Tanto Padilla como Cabrera van a permitir que el nexo sentimental de los nicaragüenses con el beisbol de las Grandes Ligas permanezca vivo, más allá de la simpatía que se pueda tener con algún conjunto del big show en particular.
Pero ¿qué hay detrás de Vicente y de Everth en las Ligas Menores, justo ahora que se inicia la acción también en las sucursales? Hay unos treinta nicas listos para luchar por su futuro, pero la mayoría orbitan de Clase A media hacia abajo. Así que habrá que tener paciencia.
Hay, sin embargo, un grupo muy selecto, encabezado por Wilton López y que son los de mejores posibilidades de ser promovidos este año. López será abridor con los Expresos de Round Rock, la tropa Triple A de Houston, y debe ser subido en cualquier momento.

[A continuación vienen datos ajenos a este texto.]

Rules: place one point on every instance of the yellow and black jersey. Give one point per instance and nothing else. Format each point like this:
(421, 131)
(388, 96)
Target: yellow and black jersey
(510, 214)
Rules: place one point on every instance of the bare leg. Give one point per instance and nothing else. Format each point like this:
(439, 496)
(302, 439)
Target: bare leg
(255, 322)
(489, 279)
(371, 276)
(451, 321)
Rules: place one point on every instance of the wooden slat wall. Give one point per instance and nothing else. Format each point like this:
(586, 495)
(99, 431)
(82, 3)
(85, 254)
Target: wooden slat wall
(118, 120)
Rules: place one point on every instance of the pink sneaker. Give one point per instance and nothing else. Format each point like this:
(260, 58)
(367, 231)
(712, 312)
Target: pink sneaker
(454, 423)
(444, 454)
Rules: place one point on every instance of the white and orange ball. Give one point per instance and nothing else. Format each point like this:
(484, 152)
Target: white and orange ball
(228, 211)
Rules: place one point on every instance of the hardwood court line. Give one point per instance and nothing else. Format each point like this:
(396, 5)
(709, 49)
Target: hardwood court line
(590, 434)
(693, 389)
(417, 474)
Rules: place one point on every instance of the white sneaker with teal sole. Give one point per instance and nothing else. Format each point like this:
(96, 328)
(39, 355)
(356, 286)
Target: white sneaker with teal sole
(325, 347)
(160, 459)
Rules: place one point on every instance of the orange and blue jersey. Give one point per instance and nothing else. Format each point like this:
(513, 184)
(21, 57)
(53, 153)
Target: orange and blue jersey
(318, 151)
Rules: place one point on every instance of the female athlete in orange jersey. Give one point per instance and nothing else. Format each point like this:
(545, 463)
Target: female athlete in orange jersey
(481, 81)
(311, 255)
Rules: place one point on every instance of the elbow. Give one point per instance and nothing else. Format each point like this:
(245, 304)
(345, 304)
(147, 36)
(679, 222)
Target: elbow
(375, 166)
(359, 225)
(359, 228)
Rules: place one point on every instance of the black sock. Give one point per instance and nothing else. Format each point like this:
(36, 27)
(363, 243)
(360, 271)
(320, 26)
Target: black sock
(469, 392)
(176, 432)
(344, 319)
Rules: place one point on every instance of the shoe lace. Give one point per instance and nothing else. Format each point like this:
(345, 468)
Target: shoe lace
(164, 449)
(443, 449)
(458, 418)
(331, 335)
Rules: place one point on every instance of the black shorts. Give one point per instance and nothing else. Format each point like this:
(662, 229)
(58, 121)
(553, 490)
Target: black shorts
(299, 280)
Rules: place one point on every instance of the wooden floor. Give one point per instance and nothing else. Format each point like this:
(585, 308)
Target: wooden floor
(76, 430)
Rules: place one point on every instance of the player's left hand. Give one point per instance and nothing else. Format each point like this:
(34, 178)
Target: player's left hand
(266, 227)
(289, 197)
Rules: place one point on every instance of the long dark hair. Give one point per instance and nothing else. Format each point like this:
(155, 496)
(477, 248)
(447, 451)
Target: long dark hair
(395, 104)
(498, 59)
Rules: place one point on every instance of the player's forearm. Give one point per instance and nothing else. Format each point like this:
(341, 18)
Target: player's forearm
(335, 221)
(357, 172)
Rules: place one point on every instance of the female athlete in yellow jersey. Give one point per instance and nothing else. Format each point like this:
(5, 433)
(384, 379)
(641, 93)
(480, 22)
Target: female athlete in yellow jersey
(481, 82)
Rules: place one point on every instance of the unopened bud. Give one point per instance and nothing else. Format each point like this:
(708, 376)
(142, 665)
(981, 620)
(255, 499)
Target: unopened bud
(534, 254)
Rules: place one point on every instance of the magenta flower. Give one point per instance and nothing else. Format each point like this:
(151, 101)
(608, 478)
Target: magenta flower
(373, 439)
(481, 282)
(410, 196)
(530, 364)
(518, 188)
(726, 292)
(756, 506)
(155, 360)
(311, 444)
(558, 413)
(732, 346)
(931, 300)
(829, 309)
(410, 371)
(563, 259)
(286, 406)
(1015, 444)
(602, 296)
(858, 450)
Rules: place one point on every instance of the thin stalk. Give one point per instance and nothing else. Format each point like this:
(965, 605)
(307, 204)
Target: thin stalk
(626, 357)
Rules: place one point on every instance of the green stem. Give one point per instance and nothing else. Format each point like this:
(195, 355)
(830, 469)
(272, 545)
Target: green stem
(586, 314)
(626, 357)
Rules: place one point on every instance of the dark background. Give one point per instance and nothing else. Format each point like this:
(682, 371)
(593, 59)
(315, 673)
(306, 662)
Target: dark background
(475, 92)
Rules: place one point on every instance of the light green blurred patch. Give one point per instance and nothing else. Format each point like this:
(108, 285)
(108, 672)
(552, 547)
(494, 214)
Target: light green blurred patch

Se lo ha ganado.
Devern Hansack está asignado a los Medias Rojas de Pawtucket, el club AAA de Boston, pero despega en la lista de lesionados. Se le practicó una operación en su brazo y no termina de recuperarse, pero hay esperanzas de su equipo, en que podrá volver a la colina a la vuelta de unas semanas. Ojalá así sea.
Juan Carlos Ramírez está asignado a la categoría Doble A en la organización de los Filis. Trabajó bien en el entrenamiento con el equipo grande y dejó una buena impresión. Ofilio Castro se podría unir a esta categoría también con Washington, quien lo ha firmado recientemente.
En ese nivel (AA) también estará Douglas Argüello, el zurdo de Houston, cuyo progreso ha sido frenado por las lesiones, pero ya recuperado espera volver a impulsarse en este 2010. Los demás nicas deben iniciar en Clase A.
Los hermanos Wilbert y Jorge Bucardo también batallan por ascender en Clase A. Y no hay que perder de vista a Erasmo Ramírez, un chavalo que progresa con Seattle, igual que Cheslor Cuthber, quien truena duro en el entrenamiento primaveral extendido.